An Egyptian appeals court on Monday upheld the jailing of three leading figures of the 2011 pro-democracy uprising, tightening a crackdown on secular activists opposed to the army-backed government
Last December, a court handed out three-year jail sentences to liberal activists Ahmed Maher, Ahmed Douma and Mohamed Adel, for protesting without permission and assaulting the police.
The verdict was the first under a law passed by the government in November that requires police permission for demonstrations. The case stemmed from protests called in defiance of the law.
Already pressing a crackdown against the Muslim Brotherhood movement of deposed president Mohamed Mursi, the authorities have arrested a number of secular activists in recent months for breaches of the protest law.
Critics see it as an attempt to stifle the kind of street activism common since the 2011 uprising that ousted autocrat Hosni Mubarak as the government proceeds with a new political transition plan.
“I was not expecting at all this sentence. I was certainly expecting it to be overturned. That’s very bad news,” said liberal activist Khaled Dawoud.
“That will definitely send a very negative signal to all the young people who supported the January (2011) revolution.”

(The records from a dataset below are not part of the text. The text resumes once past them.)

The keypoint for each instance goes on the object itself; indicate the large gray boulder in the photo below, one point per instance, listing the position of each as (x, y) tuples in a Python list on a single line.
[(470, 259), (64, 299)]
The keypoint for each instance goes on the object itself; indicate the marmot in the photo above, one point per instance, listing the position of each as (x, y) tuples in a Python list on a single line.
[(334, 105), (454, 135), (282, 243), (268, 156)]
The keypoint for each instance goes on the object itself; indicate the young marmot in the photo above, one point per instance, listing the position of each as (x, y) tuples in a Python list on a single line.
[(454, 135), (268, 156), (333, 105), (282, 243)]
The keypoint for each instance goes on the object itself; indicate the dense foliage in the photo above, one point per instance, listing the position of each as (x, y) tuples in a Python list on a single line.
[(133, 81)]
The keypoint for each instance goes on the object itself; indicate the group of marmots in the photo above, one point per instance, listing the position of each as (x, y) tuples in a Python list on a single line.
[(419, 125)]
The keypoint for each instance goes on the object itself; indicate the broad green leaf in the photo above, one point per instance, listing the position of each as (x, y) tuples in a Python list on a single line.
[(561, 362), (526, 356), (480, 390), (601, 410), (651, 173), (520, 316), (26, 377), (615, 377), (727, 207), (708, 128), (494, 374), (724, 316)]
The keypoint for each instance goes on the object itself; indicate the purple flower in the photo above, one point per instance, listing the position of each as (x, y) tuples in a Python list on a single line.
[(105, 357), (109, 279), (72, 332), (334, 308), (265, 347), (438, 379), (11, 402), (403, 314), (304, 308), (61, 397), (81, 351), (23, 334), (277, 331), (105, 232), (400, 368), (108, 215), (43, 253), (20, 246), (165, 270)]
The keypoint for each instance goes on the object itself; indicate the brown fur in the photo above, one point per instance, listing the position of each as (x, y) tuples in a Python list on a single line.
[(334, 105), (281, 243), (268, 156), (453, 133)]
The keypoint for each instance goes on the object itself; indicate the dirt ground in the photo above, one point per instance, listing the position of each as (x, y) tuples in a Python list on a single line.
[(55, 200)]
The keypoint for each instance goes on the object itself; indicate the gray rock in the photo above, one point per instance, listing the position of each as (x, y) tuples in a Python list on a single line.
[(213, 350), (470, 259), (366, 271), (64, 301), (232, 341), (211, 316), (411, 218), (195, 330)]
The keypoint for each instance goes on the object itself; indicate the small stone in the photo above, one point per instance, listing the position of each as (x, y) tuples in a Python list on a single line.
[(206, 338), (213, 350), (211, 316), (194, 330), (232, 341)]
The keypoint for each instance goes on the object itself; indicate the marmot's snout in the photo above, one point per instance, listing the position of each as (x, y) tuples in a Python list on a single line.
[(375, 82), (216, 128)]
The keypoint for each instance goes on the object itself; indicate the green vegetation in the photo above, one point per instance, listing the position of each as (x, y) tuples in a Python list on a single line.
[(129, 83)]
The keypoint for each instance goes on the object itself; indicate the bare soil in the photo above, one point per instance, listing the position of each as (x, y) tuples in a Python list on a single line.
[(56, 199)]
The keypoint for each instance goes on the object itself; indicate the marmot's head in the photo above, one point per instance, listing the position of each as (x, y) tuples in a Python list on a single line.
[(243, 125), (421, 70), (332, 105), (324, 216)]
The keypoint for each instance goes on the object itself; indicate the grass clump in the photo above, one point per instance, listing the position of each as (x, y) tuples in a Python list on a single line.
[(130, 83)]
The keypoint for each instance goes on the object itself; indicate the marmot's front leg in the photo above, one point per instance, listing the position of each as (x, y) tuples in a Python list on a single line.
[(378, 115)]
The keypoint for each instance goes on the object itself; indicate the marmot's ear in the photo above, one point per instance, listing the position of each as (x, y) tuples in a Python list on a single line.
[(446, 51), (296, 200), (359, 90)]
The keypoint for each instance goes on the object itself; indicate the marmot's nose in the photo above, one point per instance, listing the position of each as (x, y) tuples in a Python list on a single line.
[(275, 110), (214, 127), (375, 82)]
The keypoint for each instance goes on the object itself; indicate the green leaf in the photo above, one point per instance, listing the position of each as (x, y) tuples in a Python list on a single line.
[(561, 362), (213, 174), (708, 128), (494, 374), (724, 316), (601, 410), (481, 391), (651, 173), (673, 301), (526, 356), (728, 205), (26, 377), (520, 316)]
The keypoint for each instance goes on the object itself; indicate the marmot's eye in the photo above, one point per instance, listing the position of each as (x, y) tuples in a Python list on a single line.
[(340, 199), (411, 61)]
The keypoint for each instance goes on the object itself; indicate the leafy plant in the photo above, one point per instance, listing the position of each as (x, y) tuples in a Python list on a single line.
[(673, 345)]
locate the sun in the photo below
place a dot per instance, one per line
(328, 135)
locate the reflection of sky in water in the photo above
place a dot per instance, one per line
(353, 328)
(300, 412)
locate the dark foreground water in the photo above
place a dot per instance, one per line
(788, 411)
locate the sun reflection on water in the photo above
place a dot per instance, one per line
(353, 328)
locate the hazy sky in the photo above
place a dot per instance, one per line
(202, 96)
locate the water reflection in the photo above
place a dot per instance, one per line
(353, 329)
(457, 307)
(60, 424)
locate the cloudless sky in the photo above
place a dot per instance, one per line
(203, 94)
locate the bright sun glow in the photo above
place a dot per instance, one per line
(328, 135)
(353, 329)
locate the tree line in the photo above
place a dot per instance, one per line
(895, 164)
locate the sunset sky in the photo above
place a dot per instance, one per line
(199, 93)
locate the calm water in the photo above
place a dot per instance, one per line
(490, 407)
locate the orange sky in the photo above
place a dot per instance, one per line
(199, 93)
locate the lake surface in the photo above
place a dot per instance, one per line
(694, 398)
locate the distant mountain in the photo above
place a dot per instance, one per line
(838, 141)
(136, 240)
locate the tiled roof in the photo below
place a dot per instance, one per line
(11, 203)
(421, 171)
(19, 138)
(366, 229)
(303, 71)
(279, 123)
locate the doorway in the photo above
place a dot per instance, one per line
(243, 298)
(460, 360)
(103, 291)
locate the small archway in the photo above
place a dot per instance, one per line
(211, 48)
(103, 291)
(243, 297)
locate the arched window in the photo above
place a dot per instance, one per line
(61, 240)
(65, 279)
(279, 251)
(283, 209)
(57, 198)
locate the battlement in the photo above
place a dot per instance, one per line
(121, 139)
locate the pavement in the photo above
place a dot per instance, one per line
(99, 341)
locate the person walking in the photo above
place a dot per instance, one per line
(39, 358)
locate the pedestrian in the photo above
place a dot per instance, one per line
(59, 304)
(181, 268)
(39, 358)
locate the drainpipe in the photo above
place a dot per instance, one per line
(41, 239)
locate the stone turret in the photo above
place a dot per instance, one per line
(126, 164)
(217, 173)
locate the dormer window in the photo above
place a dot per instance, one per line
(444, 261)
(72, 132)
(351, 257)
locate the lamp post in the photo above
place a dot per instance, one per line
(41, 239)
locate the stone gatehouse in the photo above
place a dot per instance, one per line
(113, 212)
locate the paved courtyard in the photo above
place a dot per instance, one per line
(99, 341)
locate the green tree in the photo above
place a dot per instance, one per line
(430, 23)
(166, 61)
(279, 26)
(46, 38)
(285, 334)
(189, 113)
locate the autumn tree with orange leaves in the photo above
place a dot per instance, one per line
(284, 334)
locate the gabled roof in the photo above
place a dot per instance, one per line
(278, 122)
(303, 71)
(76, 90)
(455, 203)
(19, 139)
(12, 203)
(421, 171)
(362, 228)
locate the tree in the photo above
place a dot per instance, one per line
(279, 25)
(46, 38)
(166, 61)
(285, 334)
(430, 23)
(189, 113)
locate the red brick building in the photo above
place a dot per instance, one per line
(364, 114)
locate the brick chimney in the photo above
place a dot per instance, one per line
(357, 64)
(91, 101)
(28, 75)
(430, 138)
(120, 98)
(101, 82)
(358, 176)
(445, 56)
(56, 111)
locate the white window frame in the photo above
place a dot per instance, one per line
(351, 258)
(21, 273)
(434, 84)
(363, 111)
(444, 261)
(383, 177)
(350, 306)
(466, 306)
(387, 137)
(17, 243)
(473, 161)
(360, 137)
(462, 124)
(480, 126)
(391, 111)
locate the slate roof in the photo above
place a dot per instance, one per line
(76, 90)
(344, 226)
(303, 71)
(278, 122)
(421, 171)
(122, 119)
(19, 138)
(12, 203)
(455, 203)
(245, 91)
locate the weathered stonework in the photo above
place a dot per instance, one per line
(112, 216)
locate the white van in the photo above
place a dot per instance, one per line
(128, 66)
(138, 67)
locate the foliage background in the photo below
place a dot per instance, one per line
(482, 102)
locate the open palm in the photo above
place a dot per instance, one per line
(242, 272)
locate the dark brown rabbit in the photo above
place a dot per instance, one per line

Human rights activist Gamal Eid tweeted “Down Down the rule of injustice” in reaction to the verdict.
Abdel Fattah al-Sisi, the general who toppled Mursi last July following mass protests against his rule, is expected to easily win a presidential election next month.
Sisi’s supporters see him as a decisive figure who can bring stability. Islamist and secular opponents say he has helped turned Egypt into a police state again.